A truncated icosahedron
We picked this geometry for a couple of reasons. The volume of this Archimedean solid seemed to be right considering that it should accommodate some moderate movement of human body yet provide a screen for projection of the virtual environment. Since it is made of regular polygons, it is also fairly easy to manufacture from sheet material. The truncated icosahedron is composed of regular hexagons and pentagons (think of a football/soccer ball). We drew those hexagons and pentagons and modelled by hand in Rhino*. Then designed connectors for polygons and sent drawings to Eccom (thanks guys!) for laser cutting. Polygons were cut from 4mm plywood and connectors from 8mm. 30 minutes of assembly and our VR cave was ready!
Time to test it! You jump on the bike, select your track and off you go. Unfortunately, we only managed to build in the one-way interactivity from the gym bike to the VR, but it was enough to validate our design assumption.

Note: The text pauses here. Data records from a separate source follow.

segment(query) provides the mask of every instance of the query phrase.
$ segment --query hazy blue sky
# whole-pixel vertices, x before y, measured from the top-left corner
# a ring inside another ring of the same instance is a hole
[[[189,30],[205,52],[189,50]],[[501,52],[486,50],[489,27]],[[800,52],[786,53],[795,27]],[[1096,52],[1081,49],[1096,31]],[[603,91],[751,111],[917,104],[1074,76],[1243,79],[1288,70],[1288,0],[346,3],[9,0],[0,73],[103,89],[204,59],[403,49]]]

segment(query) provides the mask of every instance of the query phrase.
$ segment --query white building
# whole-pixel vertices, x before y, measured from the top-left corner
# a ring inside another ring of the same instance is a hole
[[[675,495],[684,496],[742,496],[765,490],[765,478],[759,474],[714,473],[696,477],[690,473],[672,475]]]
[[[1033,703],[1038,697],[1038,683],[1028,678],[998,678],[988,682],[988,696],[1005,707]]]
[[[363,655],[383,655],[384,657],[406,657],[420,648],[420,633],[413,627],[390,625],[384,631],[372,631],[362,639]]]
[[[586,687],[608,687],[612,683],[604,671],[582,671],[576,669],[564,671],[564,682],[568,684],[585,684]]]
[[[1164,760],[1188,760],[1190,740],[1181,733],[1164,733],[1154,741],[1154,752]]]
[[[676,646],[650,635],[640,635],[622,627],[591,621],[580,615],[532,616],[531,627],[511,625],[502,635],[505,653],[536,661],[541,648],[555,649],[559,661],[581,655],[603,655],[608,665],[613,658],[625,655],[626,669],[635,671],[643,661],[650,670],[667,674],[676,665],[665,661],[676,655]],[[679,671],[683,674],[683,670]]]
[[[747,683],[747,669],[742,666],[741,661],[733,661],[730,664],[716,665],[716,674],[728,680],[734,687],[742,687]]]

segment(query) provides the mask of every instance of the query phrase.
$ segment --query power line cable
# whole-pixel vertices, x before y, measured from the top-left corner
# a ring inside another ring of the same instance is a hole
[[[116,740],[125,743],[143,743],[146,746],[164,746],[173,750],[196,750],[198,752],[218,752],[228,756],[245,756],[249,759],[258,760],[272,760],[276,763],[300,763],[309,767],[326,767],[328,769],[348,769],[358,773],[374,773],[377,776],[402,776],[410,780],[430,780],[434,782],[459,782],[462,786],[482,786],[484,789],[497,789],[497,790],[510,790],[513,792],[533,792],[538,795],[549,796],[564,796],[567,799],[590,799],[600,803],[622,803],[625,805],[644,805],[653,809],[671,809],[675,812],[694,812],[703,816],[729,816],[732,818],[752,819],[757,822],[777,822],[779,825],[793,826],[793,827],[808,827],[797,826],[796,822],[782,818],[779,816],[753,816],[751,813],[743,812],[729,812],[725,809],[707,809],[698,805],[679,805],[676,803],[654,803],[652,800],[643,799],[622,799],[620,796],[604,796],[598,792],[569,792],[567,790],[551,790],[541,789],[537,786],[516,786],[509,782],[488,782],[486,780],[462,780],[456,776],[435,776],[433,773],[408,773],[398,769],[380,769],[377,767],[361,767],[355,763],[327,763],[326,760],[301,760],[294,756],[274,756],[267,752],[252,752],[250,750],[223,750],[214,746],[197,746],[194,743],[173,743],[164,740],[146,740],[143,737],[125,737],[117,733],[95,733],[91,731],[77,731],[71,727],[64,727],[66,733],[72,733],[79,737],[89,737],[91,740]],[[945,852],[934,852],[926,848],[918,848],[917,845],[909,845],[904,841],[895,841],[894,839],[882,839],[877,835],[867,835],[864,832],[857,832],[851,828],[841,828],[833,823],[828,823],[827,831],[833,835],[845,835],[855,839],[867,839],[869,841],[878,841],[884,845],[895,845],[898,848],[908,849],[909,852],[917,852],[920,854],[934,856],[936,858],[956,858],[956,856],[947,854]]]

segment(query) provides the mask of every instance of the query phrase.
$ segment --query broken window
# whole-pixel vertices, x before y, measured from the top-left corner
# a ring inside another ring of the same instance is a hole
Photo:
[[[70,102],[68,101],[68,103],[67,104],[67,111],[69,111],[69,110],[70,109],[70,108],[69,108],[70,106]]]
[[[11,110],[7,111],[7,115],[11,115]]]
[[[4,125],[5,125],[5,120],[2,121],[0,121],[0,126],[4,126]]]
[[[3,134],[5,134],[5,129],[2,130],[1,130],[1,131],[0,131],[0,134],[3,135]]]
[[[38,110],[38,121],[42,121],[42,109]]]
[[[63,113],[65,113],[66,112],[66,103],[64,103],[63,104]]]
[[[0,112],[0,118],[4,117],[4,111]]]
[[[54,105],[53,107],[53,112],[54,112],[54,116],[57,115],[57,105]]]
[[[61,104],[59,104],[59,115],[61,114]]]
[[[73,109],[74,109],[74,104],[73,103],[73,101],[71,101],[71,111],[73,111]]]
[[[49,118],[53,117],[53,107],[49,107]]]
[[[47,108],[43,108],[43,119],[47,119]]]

Panoramic screen and an exercise device work very nicely together. You do get a very good sense of being immersed into the environment and that can be further improved by including appropriate projection mapping technology.
*As a pathological computational designer my first instinct is always to search for scripts that handle the geometry even if it is a simple one. It is not always the right thing to do due the time restriction, but I did eventually mange to find some moments to finish this Grasshopper script to create the truncated icosahedron. Please feel free to download the truncated icosahedron GH script it from here and use it anyhow you like. It works with Grasshopper (version 0.9.0076) and you need to have the Weaverbird mesh editor installed.